A sorting network (also known as a reduced decomposition of the reverse permutation), is a shortest path from 12⋯n to n⋯21 in the Cayley graph of the symmetric group Sn generated by adjacent transpositions. We prove that in a uniform random n-element sorting network $\sigma^n$, that all particle trajectories are close to sine curves with high probability. We also find the weak limit of the time-t permutation matrix measures of $\sigma^n$. As a corollary of these results, we show that if $S_n$ is embedded into $\mathbb R^n$ via the map τ↦(τ(1),τ(2),…τ(n)), then with high probability, the path σn is close to a great circle on a particular (n−2)-dimensional sphere in $\mathbb R^n$. These results prove conjectures of Angel, Holroyd, Romik, and Virag.

These papers build on previous results, including some in the 2007 paper, recent results by Gorin and Rahman from Random sorting networks: local statistics via random matrix laws, as well as those of Angel, Dauvergne, Holroyd and Virág from their paper on the local limit of random sorting networks.

## The halving (pseudo)lines problem

Let me mention an important conjecture on sorting networks,

Conjecture: For every k, and $\epsilon >0$ the number of appearances of the transposition (k,k+1) in every sorting network is $O(n^{1+\epsilon})$.

This is closely related to the halving line problem.
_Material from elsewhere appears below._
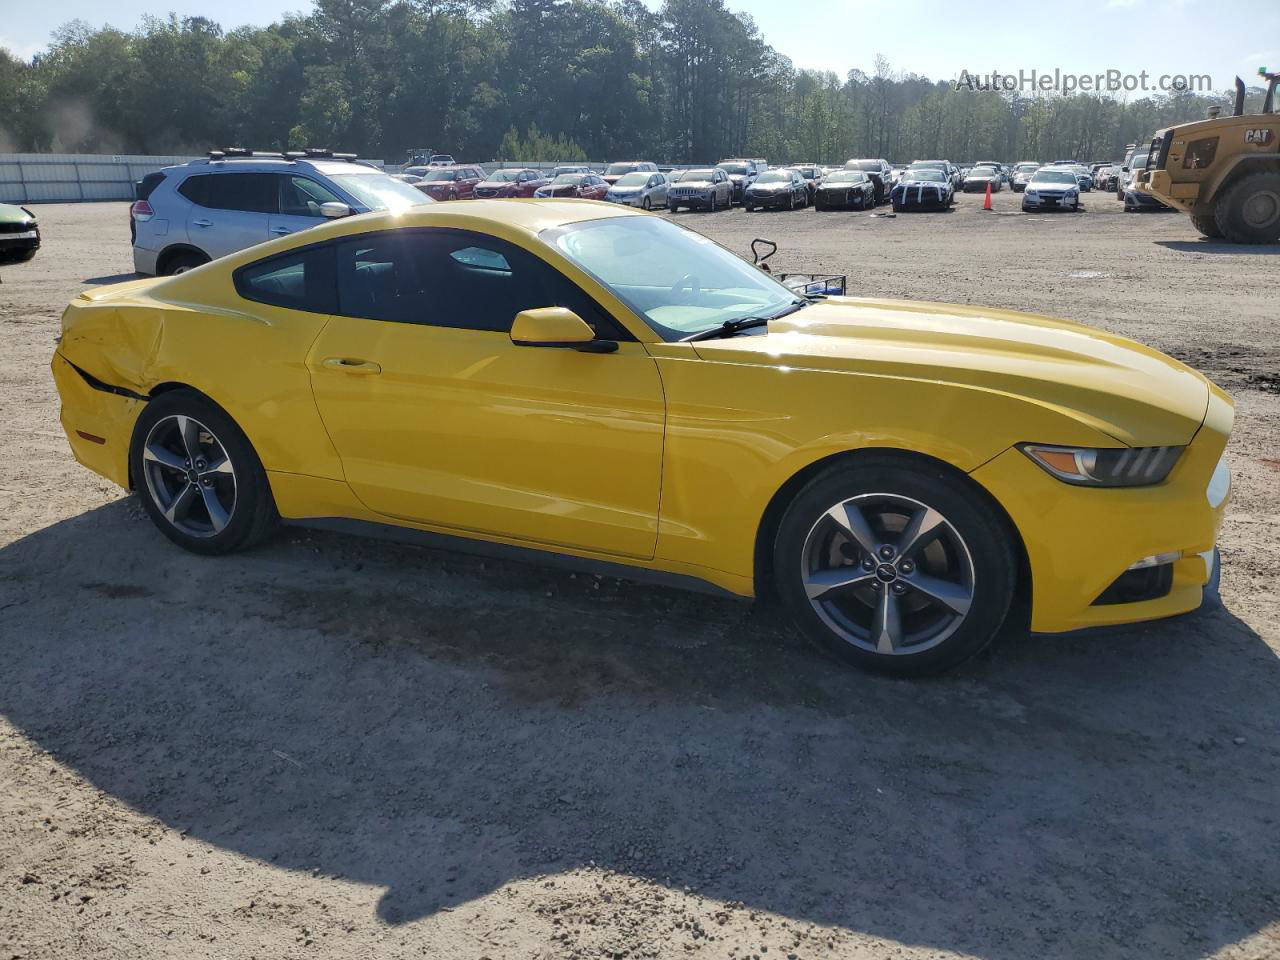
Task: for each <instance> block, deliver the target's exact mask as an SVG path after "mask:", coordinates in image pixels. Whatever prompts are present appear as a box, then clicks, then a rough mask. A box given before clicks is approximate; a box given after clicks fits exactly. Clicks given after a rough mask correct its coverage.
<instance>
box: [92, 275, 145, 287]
mask: <svg viewBox="0 0 1280 960" xmlns="http://www.w3.org/2000/svg"><path fill="white" fill-rule="evenodd" d="M141 279H142V274H136V273H128V274H111V275H110V276H90V278H87V279H84V280H81V283H90V284H95V285H102V284H108V283H125V282H128V280H141Z"/></svg>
The best lower bound (Klawe, Paterson, and Pippenger) behaves like $n \exp (\sqrt {\log n})$. A geometric construction giving this bound  is a famous theorem by Geza Toth.   The best known upper bound by Tamal Dey is $n^{4/3}$.
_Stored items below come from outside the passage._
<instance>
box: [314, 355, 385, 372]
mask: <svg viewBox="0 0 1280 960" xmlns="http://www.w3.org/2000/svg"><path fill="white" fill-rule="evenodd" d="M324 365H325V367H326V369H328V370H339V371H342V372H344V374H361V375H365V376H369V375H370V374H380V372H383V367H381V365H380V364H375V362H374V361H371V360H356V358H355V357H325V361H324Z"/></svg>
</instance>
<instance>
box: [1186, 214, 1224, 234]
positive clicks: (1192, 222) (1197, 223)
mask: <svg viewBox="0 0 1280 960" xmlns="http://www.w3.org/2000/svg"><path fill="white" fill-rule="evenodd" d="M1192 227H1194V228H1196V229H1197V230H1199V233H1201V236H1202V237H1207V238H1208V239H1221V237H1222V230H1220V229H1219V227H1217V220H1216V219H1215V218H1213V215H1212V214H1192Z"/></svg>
I am amazed that I did not blog about the halving lines problem and about allowable sequences of permutations in the past. (I only briefly mentioned the problem and allowable sequences of permutations in one earlier post on a certain beautiful geometric discrepancy problem.)

## The permutahedron makes an appearance

The permutahedron is the Cayley graph of the symmetric group Sn generated by the nearest-neighbour swaps (12)(23)(34) and (n-1n). (Here $n=5$.) Are there analogous phenomena for the associahedron? one can ask.

This entry was posted in Combinatorics, Probability, Updates and tagged , , . Bookmark the permalink.

### 2 Responses to Duncan Dauvergne and Bálint Virág Settled the Random Sorting Networks Conjectures

1. JSE says:

Awesome to see this proved! It was a question one almost couldn’t help but think about.

Here’s a followup which maybe makes sense. The set of random sorting networks carries a natural “Hurwitz action” of the braid group on (n choose 2) strands — namely, twining strands i and i+1 sends

(t_1, ..t_i,t_{i+1}, …) to

(t_1, …. t_i t_{i+1} t_i^{-1}, t_i, ….)

If whp a sorting network tracks a great circle on the sphere, is there a meaningful way to talk about how a braid “moves” that circle?

2. David Speyer says:

Great to see this proved!

@JSE: If I understand your construction correctly then you have misunderstood the definition of sorting network in this paper. A sorting network here is only supposed to use adjacent transpositions (j j+1), where as your action uses all transpositions. Sorting networks with all transpositions are also studied (and also called sorting networks) but they have less structure.